I've realized this week that I am very much driven by results. I like to have tangible, maybe statistical, evidence that I am progressing in some way, be it as an athlete or as a person.
I've attempted to satisfy this vice in many ways over the past few years: In school I pursued the mastery of a foreign language, through which I could daily display deeper understanding or, perhaps, I would find myself floundering. At this point, I would concede that I needed to do conjugation repeats, or spend an hour or two just writing stories, which I would then reread an analyze every grammar concept that I attempted to use, identifying what qualified that as necessary in it's context, or maybe hit up the thesaurus to find words that helped avoid redundancy or enhanced the flow and made my works more cohesive. It's a never-ending pursuit, I'll never be the best, but I'll be better than I was.

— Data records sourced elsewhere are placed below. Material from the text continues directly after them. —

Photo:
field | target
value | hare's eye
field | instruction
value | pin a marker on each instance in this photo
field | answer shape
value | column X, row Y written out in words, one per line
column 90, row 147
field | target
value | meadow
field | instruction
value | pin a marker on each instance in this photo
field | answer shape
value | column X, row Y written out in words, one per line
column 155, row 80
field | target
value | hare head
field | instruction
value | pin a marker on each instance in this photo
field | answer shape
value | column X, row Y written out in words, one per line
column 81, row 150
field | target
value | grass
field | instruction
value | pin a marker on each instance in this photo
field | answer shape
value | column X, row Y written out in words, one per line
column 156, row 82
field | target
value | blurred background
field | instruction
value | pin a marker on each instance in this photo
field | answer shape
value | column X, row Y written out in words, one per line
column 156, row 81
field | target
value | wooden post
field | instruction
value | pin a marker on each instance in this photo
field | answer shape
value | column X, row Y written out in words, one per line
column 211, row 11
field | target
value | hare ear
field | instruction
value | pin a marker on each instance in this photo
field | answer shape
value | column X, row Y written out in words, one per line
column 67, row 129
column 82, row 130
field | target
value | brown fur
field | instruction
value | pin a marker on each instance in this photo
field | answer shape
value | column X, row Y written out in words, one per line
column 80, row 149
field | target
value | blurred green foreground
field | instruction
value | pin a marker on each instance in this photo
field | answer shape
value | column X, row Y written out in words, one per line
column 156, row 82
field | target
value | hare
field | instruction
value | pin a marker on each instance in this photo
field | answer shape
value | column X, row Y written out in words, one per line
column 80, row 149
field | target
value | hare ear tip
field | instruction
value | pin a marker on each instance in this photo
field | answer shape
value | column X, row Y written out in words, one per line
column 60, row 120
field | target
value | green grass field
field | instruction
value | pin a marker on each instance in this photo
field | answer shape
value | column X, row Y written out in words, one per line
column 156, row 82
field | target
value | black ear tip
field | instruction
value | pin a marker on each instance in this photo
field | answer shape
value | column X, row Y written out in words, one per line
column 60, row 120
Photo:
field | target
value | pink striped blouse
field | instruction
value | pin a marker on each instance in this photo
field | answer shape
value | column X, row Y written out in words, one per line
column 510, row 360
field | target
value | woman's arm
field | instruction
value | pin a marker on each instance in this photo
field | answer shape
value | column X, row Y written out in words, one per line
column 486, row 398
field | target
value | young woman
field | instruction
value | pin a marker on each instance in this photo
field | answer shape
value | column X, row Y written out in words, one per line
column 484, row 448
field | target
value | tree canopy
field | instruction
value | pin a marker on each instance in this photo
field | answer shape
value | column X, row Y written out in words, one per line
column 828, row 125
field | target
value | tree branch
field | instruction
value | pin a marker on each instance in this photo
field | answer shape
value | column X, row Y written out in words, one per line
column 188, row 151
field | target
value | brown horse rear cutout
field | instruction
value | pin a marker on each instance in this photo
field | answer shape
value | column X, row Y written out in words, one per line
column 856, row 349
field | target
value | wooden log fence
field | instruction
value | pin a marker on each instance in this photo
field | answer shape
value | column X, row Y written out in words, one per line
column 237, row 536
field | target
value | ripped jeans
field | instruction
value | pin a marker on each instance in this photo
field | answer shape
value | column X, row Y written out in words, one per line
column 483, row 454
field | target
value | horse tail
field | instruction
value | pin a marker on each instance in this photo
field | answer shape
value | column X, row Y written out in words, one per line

And then there was running. It's really no surprise to me at all that participation in running events is on the rise across nearly every demographic in America. I mean, think about it, the "American Dream" boasts that progress is desirable and can be interminable. We are taught from grade school that we should be recognized for our progress and achievement. We strive, in whatever we do, to surpass arbitrary limits (often self-imposed) and redefine our paradigm of what it means to be "me". Thus, we run. We go for a jog around the block, we sign up for a 5k, we redefine "me". I guess the new "me" is a runner now, maybe not a runner, but now I know that I can run. We then realize that there will always be someone faster than us. But, HA!, progress can continue, because regardless of how fast everyone else may be, I can always become faster than that other "me".
One of the things running offers to an individual is the opportunity to have endless progress at their fingertips, and it comes with ever-present accountability. There are umpteen different distances to run, now do them faster, more confidently. There's an infinite number of routes, all of which you can run faster than you did today. And if you don't, just retrace your (figurative) steps towards progress by glancing at a training log, or by reflecting on a day you lounged around watching Netflix instead of getting out and taking ownership of your benchmarks and dreams.
I guess this is one of the main reasons that this blog exists at all. I feel like when my goals and steps towards progress are published here and shared with all who read it, it helps to solidify those dreams and past activities as a part of the "me".
Like I said, this week I discovered that I'm driven by my progress. This is how it came about: There is snow everywhere here. I could run, there are some well-packed trails, I have waterproof shoes, but it feels a bit more tedious than I tend to like it. All of my standby routes, on which I routinely monitor my progress, take significantly longer than normal and, thus, I don't receive the same gratification with their completion.
I was often asked upon arriving in Leadville, "You can't really run through the winter here... what the heck are you going to do??" I kinda thought that if I really couldn't run, I'd just sit and wish I could run. As I was saying, there is snow everywhere. Wednesday I put on a pair of skis for the first time and went out for a couple of hours with some friends and had a blast. Thursday morning I went again for a couple of hours, then another hour that night. I watched some youtube videos and the likes on Classic Cross-Country Skiing technique was completely entranced by the ease with which these folks could propel themselves. Friday, I went out and packed down a .5 mile track that I skied repeatedly, practicing the techniques I had seen and heard of, getting better every time. Saturday and Sunday were more of the same, making the motions more fluid and effortless, practicing my balance, and practicing techniques at higher speeds(ouch).
Needless to say, I'm hooked. Hooked on cross country skiing, hooked on progressing. I'm going to ski mo' and mo', to the point where I will be able to race confidently in the Breckebeiner 60k at the end of March.